Government in a free society is recognized to be nothing more than in embodiment of the people. The sovereignty is held by the people. A planned coercive society talks vaguely of how government provides this and that, as if government were equivalent to the Creator. Distribution is one thing – production is another. Centralized control of the distribution of wealth by an impersonal government that ignores the prescribed role of guaranteeing the equal protection of liberty ensures that one day freedom will disappear and take with it the wealth that only free men can create.
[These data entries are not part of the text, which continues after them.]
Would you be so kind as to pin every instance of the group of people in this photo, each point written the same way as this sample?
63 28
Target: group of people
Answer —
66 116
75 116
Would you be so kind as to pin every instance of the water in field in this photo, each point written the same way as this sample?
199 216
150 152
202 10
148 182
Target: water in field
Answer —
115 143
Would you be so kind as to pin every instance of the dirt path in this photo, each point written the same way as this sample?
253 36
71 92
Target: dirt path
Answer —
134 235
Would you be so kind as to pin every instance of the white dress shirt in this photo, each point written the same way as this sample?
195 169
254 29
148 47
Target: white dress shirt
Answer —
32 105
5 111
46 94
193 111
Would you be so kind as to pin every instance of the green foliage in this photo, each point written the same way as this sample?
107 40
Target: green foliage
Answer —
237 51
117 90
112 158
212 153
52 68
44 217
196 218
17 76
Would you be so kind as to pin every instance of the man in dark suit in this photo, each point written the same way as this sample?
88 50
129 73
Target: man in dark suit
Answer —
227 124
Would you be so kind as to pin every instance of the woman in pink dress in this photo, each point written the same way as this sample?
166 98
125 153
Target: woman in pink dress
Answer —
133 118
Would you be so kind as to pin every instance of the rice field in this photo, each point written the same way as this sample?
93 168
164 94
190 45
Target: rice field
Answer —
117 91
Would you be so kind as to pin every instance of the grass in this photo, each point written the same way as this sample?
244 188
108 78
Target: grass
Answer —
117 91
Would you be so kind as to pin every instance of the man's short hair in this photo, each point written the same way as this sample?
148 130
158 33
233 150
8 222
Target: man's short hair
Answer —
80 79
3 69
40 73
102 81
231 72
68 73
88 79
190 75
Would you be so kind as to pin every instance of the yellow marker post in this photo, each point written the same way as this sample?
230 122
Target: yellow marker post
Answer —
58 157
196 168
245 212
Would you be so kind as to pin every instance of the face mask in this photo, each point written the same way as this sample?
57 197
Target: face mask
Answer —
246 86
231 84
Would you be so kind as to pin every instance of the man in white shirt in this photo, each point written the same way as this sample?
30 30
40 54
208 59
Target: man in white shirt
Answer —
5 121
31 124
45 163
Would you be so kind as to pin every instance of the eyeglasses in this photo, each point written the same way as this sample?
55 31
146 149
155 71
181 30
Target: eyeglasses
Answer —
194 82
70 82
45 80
Today the loss of the people's sovereignty is clearly evident. Lobbyists are important, if not the key figures, in all legislation – their numbers are growing exponentially. It's not an accident that the lobbyist's and chief bureaucrat's salaries are higher than the Congressman's – they are literally "more important." The salary allocation under today's conditions are correct. Special interests have replaced the concern that the Founders had for the general welfare. Conference committees' intrigues are key to critical legislation. The bigger the government, the higher the stakes, the more lucrative the favors granted. Vote trading is seen as good politics, not as an immoral act. The errand-boy mentality is ordinary – the defender of liberty is seen as bizarre. The elite few who control our money, our foreign policy, and the international banking institutions – in a system designed to keep the welfare rich in diamonds and Mercedes – make the debates on the House and Senate floors nearly meaningless.
The monetary system is an especially important area where the people and Congress have refused to assume their responsibilities. Maintaining honest money – a proper role for government – has been replaced by putting the counterfeiters in charge of the government printing press. This system of funny money provides a convenient method whereby Congress' excessive spending is paid for by the creation of new money. Unless this is addressed, which I suppose it will be in due time, monetary and banking crises will continue and get much worse during this decade.
...
Government cannot make people morally better by laws that interfere with nonviolent personal acts that produce no victims. Disapproving of another's behavior is not enough to justify a law prohibiting it. Any attempt to do so under the precepts of liberty is an unwarranted use of government force.
.....
The crisis we face is clearly related to a loss of trust – trust in ourselves, in freedom, in our own government and in our money. We are a litigious welfare society gone mad. Everyone feels compelled to grab whatever he can get from government or by suit. The "something for nothing" obsession rules our every movement, and is in conflict with the other side of man's nature – that side that values self-esteem and pride of one's personal achievement. Today the pride of self-reliance and personal achievement is buried by the ego-destroying policies of the planned interventions of big government and replaced by the "satisfaction" of manipulating the political system to one's own special advantage. Score is kept by counting the federal dollars allocated to the special group or the congressional district to which one belongs. This process cannot continue indefinitely. Something has to give – we must choose either freedom and prosperity or tyranny and poverty.